Menurut Alwi, dari keempat pasangan calon gubernur hanya Khofifah yang merepresentasikan kepentingan NU. Karena itu Alwi mengajak kaum nahdliyin yang menginginkan dipimpin orang NU agar berkumpul dalam satu barisan. "Khofifah yang paling mengerti visi NU. Ia juga punya integritas. Bila jadi gubernur, dia tak kalah dengan Jokowi (Joko Widodo, Gubernur DKI Jakarta)," ujar mantan Menteri Luar Negeri di era Presiden Gus Dur itu.

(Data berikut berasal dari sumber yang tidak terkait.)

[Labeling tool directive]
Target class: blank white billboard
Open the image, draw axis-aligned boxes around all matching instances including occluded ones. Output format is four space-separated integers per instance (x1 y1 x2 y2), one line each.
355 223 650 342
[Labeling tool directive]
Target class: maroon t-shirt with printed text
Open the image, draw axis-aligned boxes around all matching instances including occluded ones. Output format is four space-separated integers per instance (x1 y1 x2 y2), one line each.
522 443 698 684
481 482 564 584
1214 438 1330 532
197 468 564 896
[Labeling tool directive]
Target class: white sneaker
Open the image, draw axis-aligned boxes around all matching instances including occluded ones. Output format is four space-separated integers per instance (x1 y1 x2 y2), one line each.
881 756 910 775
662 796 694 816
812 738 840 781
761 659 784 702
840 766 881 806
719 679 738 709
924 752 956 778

Ali Maschan menambahkan, ibarat kendaraan, NU bukan mobil sewaan, melainkan kereta api yang jalur dan stasiunnya sudah jelas. Sehingga, ujar Ali, bila ada yang mengaku warga nahdliyin namun masih bisa disewa, berarti bukan NU yang Nahdaltul Ulama, melainkan NU singkatan dari nunut urip (menumpang hidup). "Sekarang ada kesempatan orang NU memimpin, mengapa harus diberikan ke orang lain," kata Ali yang pernah menjabat Ketua NU Jawa Timur.

Adapun Mahfud MD berharap warga NU Jawa Timur tidak salah pilih pada hari pencoblosan 29 Agustus 2013 mendatang. Mahfud mengaku risau setiap kali ada pemilihan kepala daerah selalu diwarnai isu jual beli suara. Bila problem ini dibiarkan, menurut Mahfud, demokrasi di Indonesia akan gagal. "Kalau ada yang menawari uang terima saja, tapi jangan pilih orangnya. Saya kira itu cara untuk menghukum si pemberi uang," ujar dia.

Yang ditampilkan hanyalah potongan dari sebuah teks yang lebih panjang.